# Data distributions, z scores and p-values Flashcards

1
Q

What are distributions of data and how are data distributions commonly visualised?

A
• distributions of data are the manner in which data for a particular variable is spread over its range
• data distributions are commonly visualised using a histogram
2
Q

What does the shape of the histogram tell us?

A
• are there more common scores in our data set? (mode)
• Is there a range in which data is more concentrated
• Chances of randomly picking someone/something from the sample in a particular range (probability)
3
Q

What shape is a normally distributed histogram and what does this show?

A
• Bell curve
• It has a peak in the middle and trails off either side
• Shows that there’s an average (e.g. height) and then fewer people with lower heights and higher heights
4
Q

When can we find it hard to see normality in a histogram?

A

If we don’t have much data/ small sample size

5
Q

What are examples of Non-normally distributed data?

A
• Positively Skewed data has a tail to the left (reaction time)
• Negatively Skewed data has a tail to the left
• Danger: mean is distorted by tails! (median is a good way to get around that)
6
Q

what are features of bimodal data?

A
• Two distinct populations
• Two peaks
• The mean will be in the middle and not representative of the common score in the data
• Usually bimodal data indicated something has gone wrong with your experiment and you may actually have two populations
7
Q

what is the normal distribution specified by? (equation)

A
• Mean and standard deviation
• N(u,o) commonly used to describe
• u = mean
• o = standard deviation
• N = normality
8
Q

give features of normality distributed histograms

A
• Mean is the line down the centre of the curve
• Standard deviation is related to the width of the curve
• All are bell shaped
• Tails never reach zero (very close though)
• The area under the curve is always equal to 1
• Very close to 0 by the time it gets to 3 standard deviations away from the mean (e.g. mean +/- 3 standard deviations from mean)
9
Q

Why do we need to test probability?

A
• A major goal for us in using statistics is to be able to use our data to test experimental hypotheses
• We can never be certain about the validity of our hypotheses so probabilities will be fundamentally important
• Underlies Null Hypothesis testing
10
Q

What is probability?

A
• We can think of a probability as a measure of how likely it is that an uncertain event will occur
• Probabilities can be expressed as a percentage or proportion
• 0% = impossible
• 100% = certain
11
Q

What is the equation to work out the probability of an event occurring P (event)

A

P(event) = no. of possible outcomes consistent with event/No. of possible outcomes

12
Q

What is conditional probability and give an example

A
• Probability of an event given that something else is known/assumed, i.e. when given/assuming some other additional information
• E.g.
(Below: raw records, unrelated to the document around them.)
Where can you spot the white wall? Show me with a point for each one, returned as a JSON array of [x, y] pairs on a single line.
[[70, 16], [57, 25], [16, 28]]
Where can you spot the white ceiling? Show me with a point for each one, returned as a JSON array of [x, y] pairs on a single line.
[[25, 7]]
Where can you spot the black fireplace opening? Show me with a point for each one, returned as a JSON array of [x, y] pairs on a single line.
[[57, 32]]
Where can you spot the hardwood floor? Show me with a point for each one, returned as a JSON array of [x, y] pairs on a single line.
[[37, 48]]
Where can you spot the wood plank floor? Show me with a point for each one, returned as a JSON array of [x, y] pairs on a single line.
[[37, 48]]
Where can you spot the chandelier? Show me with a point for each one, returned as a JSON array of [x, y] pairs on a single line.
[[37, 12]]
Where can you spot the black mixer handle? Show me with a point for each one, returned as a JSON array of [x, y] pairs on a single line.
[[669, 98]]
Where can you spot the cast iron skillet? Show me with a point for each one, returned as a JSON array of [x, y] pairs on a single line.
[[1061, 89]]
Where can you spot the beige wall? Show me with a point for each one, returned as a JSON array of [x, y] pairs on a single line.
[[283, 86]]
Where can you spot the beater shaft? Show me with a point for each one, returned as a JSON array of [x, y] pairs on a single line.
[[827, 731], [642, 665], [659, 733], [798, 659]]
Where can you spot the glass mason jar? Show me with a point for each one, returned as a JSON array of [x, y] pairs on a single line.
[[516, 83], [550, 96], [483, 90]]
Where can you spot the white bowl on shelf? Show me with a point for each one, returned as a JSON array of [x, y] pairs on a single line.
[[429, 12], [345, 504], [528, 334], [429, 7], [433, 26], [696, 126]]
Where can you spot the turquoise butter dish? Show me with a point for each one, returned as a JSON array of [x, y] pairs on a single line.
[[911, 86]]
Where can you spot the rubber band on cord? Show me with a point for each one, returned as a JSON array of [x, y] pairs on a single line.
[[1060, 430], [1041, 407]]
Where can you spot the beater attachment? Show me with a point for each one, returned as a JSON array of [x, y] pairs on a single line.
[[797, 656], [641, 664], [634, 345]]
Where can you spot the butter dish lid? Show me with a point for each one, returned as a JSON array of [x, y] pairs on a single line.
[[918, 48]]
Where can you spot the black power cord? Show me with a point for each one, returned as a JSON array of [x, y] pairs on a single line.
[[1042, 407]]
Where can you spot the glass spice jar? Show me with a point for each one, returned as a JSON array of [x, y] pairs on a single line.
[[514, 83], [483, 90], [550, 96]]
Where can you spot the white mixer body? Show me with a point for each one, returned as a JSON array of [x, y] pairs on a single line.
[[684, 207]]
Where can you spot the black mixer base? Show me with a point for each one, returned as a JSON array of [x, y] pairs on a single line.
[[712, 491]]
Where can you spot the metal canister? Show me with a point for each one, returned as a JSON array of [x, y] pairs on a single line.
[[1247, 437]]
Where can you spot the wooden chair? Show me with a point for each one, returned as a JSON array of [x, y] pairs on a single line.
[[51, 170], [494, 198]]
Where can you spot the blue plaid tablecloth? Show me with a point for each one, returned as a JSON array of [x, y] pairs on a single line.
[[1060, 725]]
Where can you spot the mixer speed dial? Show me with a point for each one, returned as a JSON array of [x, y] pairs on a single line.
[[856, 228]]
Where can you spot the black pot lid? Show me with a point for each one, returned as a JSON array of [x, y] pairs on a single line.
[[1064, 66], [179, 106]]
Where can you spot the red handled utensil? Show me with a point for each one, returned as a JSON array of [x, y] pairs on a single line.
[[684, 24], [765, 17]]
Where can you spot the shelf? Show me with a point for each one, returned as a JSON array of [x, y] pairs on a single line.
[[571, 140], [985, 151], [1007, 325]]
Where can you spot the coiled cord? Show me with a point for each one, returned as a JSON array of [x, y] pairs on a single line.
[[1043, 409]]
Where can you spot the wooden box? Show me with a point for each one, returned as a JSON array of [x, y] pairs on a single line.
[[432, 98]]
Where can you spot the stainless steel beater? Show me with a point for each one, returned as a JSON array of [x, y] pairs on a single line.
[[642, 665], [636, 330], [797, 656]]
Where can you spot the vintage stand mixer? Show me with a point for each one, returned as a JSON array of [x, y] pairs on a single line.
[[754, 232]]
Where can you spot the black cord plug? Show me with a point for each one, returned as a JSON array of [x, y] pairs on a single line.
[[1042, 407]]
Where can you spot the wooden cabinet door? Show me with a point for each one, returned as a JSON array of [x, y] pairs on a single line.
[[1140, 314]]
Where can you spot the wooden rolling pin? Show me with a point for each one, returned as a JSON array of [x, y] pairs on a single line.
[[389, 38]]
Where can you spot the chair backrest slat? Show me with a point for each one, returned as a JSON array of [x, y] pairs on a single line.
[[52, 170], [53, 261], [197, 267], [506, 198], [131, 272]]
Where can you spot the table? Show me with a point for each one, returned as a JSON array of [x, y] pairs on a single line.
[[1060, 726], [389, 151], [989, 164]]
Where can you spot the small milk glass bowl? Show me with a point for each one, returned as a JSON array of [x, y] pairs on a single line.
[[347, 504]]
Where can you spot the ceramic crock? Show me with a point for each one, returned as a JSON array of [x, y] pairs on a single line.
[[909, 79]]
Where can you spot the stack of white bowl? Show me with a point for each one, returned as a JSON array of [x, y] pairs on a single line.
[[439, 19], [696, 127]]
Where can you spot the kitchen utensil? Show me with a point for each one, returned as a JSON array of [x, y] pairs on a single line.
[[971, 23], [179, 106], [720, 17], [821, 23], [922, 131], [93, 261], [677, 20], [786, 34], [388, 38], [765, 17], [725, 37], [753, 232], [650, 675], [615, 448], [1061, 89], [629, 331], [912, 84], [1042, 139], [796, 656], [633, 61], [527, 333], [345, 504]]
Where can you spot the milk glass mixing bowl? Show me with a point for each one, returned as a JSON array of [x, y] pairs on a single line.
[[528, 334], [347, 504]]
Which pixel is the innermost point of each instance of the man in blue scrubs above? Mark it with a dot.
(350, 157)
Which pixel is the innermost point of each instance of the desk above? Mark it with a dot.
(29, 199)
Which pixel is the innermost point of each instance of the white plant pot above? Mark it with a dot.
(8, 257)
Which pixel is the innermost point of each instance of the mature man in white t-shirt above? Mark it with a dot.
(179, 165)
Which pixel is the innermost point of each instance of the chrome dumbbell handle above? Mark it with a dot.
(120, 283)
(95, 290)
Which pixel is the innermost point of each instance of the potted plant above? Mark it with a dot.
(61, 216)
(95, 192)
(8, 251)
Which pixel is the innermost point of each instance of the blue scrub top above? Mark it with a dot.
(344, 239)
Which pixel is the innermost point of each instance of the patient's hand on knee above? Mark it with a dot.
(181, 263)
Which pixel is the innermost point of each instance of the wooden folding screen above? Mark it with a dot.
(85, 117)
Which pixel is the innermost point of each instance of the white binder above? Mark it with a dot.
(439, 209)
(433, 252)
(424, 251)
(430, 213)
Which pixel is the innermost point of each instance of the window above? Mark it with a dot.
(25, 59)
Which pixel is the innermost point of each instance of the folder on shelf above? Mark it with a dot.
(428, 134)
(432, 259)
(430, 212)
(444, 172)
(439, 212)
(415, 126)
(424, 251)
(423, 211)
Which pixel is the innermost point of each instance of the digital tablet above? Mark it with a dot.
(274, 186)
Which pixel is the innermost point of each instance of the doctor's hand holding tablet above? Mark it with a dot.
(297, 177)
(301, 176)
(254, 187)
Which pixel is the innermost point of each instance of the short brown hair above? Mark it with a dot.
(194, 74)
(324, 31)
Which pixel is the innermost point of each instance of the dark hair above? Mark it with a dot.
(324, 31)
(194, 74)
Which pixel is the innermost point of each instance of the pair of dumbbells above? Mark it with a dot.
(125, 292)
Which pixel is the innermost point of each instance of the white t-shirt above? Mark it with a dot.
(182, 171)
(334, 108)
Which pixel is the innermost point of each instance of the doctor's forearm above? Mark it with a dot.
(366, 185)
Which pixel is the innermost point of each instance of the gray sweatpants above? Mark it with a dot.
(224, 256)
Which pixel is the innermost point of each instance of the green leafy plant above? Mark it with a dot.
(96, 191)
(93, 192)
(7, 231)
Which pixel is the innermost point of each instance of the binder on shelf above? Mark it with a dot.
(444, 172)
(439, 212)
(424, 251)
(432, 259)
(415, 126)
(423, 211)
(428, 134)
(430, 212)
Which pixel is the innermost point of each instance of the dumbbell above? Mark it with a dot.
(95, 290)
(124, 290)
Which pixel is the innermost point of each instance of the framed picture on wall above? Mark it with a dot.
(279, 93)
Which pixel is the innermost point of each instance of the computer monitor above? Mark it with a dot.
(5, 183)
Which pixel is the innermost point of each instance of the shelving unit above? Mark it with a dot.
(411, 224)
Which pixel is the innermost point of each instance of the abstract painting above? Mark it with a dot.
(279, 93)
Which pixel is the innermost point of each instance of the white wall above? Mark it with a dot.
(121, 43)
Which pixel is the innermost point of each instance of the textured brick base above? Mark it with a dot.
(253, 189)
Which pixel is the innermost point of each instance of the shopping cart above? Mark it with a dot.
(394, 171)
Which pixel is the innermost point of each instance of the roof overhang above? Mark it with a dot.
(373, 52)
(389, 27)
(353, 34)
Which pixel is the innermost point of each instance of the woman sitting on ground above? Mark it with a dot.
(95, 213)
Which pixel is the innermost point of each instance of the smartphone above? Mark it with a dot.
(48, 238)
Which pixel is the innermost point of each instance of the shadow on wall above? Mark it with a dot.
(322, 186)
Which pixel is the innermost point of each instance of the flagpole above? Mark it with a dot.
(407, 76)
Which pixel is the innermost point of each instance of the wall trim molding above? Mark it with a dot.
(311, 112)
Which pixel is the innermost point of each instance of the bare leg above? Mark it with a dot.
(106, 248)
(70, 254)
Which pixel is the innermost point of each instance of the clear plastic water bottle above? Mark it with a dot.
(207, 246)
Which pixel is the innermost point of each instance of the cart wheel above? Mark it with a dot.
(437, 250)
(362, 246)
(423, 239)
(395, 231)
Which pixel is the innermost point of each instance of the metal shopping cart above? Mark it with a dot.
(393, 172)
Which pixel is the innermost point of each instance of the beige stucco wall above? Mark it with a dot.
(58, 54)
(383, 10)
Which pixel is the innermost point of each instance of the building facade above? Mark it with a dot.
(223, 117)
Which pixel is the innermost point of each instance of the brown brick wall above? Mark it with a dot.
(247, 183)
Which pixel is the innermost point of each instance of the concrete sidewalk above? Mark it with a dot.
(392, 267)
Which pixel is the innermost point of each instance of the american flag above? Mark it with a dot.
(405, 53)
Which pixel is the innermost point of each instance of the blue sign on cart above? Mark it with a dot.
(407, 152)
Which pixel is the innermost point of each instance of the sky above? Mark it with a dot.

I close my eyes and role 1 die. An honest observer tells me I have rolled a number <4. Before I open my eyes what’s the probability that I have rolled an even number?
 No. possible outcomes = 3
 Only 1 is even
 So P(event) = 1/3
 P(even <4) where the line means given
 When you assume something the assumption is the same
13
Q

Give an example of working out area under data distributions for uniform distribution (where outcomes are equally likely)

A
• You have a friend who always arrives to meet you somewhere in the range from 5 minutes before to 5 minutes after the agreed meet time. They are never earlier than 5 mins before and never later than 5 mins after and time they arrive is completely random within that range
• You keep track of arrival times for 100 meetings in a year
• Q. Based on your sample of data what is the probability that your friend is at least two minutes late?
• A. Friend was late <2 minutes 29 times out of 100 meetings so the probability will be 29/100
• Useful to express as a proportion:
• Divide each by 100 – total of all bars is 1
• If all the bars = 1 then if we look at the bars in our range of interest then the bar heights themselves as a proportion of 1 will give us our proportion
• Remember your friend is equally likely to arrive at any time in the range from 5 minutes before to 5 minutes after the agreed meeting time
• So the histogram should look uniform (it was just messed up by a smaller sample size
• Area of distribution tells us about the probability
14
Q

What is a z score (including equation)?

A
• the z score is obtained by subtracting the population mean from x and then dividing by the standard deviation
• X-u shows how far away your score is from the mean
• Diving by u shows what proportion this is of the standard deviation
• E.g. for someone’s IQ 120-100/15 -1.33. This shows us that our score is 1.33 standard deviations higher than the mean
15
Q

Give features of z-transformation in general

A
• will take any normally distributed data and convert to z score
• if you find out z for all scores you will get a normal distribution with mean 0 and standard deviation 1
• N(0,1)
• this means there is one standard normal distribution that all data will follow
• Therefore by matching data for this with values in a chart we can work out the area (which tells us the probability)
16
Q

What are the three columns in the table of standard distribution used to work out the error?

A
• z score
• proportion below score
• proportion above score
• It doesn’t have any negative values but these correlate to the positive values: e.g. the score to the left of -2 would be the same as the score to the right of +2
17
Q

So how do you work out the probability of normally distributed data?

A
• Work out z score
• See where this corresponds on the table